- Occupation: Veterinary Neurologist
- Awards: JA Wight Memorial award (2011); The RCVS Impact Award (2022);

Academic background
- Education: University of Glasgow (BVMS, 1991); Utrecht University (PhD, 2007);
- Thesis: Chiari-like malformation and syringomyelia in the Cavalier King Charles spaniel (2007)

Academic work
- Discipline: Veterinary Neurology, Chiari-like malformation, syringomyelia
- Institutions: University of Surrey; Wear Referrals;

= Clare Rusbridge =

Clare Rusbridge is a British veterinary neurologist and researcher known for her work on syringomyelia and Chiari-like malformation in dogs, particularly in the Cavalier King Charles Spaniel breed.

== Education and career ==

Rusbridge began her veterinary studies at the University of Glasgow at the age of 16 and graduated with a Bachelor of Veterinary Medicine and Surgery (BVMS) in 1991. Following an internship at the University of Pennsylvania and a period in general veterinary practice, she completed specialist training in veterinary neurology at the Royal Veterinary College, where she worked as a Staff Clinician in Neurology. She became a Diplomate of the European College of Veterinary Neurology (ECVN) in 1996 and was reported to have been the youngest to achieve this specialist qualification at the time. She was awarded a PhD by Utrecht University in 2007 for research into Chiari-like malformation and syringomyelia in the Cavalier King Charles Spaniel.
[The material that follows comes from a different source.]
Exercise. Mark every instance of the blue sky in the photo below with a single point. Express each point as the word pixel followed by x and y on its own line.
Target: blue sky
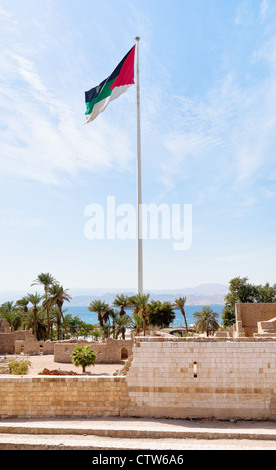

Rusbridge operated a neurology and neurosurgery referral service at Stone Lion Veterinary Hospital before joining Fitzpatrick Referrals and the University of Surrey in 2013. She later joined Wear Referrals as a Senior Neurologist while continuing her academic role at the University of Surrey as the Professor of Veterinary Neurology.

== Research ==

Rusbridge's research focuses on inherited and acquired neurological diseases in companion animals. Her work has particularly examined Chiari-like malformation, syringomyelia, neuropathic pain, epilepsy, and other neurological disorders affecting dogs.

Her research into Chiari-like malformation and syringomyelia contributed to improved understanding of these conditions, including their diagnosis, treatment, and prevention. She has authored or co-authored more than 280 scientific articles and book chapters, and has contributed to veterinary and medical education.

== Honours ==

Rusbridge received the JA Wight Memorial Award in 2011. She was elected a Fellow of the Royal College of Veterinary Surgeons in 2016 for her contribution to veterinary knowledge and received the RCVS Impact Award in 2022.

== Professional activities ==

Rusbridge is involved in veterinary education and public communication, including resources on neurological conditions affecting companion animals. She has also served in charitable roles connected with animal health and welfare.